Speaker
Description
Protein-based therapeutics represent an important class of modern biopharmaceutical agents due to their high specificity and ability to regulate biological processes. One such molecule is the cytokine Endothelial Monocyte-Activating Polypeptide II (EMAPII), which exhibits antiangiogenic, proapoptotic, and immunomodulatory activity. However, its biomedical application is limited by aggregation in aqueous solutions, which reduces stability and efficiency. One possible strategy to overcome this limitation is the use of nanoparticles as stabilizing platforms and delivery carriers for protein molecules.
Titanium dioxide (TiO₂) nanoparticles are widely studied in nanomedicine due to their biocompatibility, chemical stability, and tunable surface properties. Their ability to interact with biomolecules makes them promising candidates for targeted delivery systems and nanocomposite therapeutic platforms.
In this study, the molecular interaction between EMAPII and a spherical TiO₂ nanoparticle (2 nm in diameter) was investigated using computational modeling. A two-step approach was applied: blind molecular docking was first performed to identify energetically favorable binding sites, followed by molecular dynamics simulations in an explicit aqueous environment.
Docking calculations revealed several possible binding modes on the EMAPII surface, with the most favorable conformations located within the hydrophobic pocket of the protein. The calculated binding energies ranged from −12.15 to −11.24 kcal/mol, indicating strong affinity between the nanoparticle and the protein. The interaction is primarily driven by electrostatic attraction between negatively charged oxygen atoms of the TiO₂ surface and positively charged residues such as Arg73, Lys123, and Lys166, while hydrogen bonds and hydrophobic contacts further stabilize the complex.

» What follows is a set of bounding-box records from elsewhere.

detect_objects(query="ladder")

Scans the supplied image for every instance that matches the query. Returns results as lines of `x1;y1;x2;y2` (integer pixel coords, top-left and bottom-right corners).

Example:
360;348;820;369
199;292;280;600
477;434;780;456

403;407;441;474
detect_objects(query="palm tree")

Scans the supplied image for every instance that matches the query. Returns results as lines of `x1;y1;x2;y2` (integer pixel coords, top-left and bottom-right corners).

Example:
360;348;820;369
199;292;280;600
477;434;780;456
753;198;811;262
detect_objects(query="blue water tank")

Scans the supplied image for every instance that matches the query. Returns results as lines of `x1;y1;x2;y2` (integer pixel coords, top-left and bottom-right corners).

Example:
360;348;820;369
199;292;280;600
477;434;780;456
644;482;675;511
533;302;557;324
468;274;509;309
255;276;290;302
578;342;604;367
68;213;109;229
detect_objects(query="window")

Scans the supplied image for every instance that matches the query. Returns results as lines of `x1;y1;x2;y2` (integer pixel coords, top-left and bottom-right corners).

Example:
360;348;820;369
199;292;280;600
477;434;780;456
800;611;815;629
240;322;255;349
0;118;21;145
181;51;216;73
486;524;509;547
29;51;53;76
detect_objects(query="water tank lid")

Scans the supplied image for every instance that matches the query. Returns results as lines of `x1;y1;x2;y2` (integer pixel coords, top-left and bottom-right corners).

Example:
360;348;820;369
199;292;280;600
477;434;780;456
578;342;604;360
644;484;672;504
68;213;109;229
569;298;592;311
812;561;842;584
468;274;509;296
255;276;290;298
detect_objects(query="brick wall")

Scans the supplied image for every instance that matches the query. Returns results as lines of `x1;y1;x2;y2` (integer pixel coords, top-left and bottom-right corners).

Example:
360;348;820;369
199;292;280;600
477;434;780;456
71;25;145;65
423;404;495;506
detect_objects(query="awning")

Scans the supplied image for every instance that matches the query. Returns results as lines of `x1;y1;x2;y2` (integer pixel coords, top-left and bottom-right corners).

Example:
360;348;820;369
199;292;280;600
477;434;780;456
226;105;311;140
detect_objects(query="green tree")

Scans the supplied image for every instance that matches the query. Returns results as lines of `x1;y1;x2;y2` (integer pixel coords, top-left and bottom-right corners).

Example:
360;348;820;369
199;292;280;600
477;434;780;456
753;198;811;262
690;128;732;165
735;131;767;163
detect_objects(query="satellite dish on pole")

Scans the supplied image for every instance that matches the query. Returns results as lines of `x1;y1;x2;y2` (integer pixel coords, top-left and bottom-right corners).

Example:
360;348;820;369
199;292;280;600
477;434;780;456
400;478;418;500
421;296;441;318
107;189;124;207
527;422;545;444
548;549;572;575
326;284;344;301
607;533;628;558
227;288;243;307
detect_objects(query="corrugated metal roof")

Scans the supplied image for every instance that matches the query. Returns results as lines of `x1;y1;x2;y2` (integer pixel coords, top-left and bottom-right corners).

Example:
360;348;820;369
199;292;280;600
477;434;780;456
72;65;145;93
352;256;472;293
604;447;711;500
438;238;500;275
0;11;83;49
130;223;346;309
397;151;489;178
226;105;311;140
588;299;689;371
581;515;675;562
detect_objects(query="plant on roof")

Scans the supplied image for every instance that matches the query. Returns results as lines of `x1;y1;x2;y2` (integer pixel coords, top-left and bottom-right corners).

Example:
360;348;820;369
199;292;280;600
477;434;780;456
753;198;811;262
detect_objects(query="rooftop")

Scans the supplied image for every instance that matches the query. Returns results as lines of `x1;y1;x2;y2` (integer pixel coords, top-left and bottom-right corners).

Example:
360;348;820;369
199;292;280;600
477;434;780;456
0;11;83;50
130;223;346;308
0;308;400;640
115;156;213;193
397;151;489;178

Molecular dynamics simulations (100 ns, GROMACS, CHARMM27 force field) demonstrated that the EMAPII–TiO₂ complex remains stable in aqueous solution. Structural deviations of the protein were minimal (RMSD < 0.2 nm), indicating that the nanoparticle does not significantly perturb the native structure of the cytokine. Stable contacts were observed with several residues, including Asp26, Arg73, Lys123, Lys166, Trp125, and Glu126. Analysis of interaction energies showed that electrostatic forces dominate the binding process, whereas van der Waals interactions provide a smaller contribution.
Overall, the results demonstrate that TiO₂ nanoparticles can form stable complexes with EMAPII without disrupting its structural integrity. These findings highlight the potential of TiO₂ nanostructures as carriers and stabilizing platforms for cytokine-based therapeutics.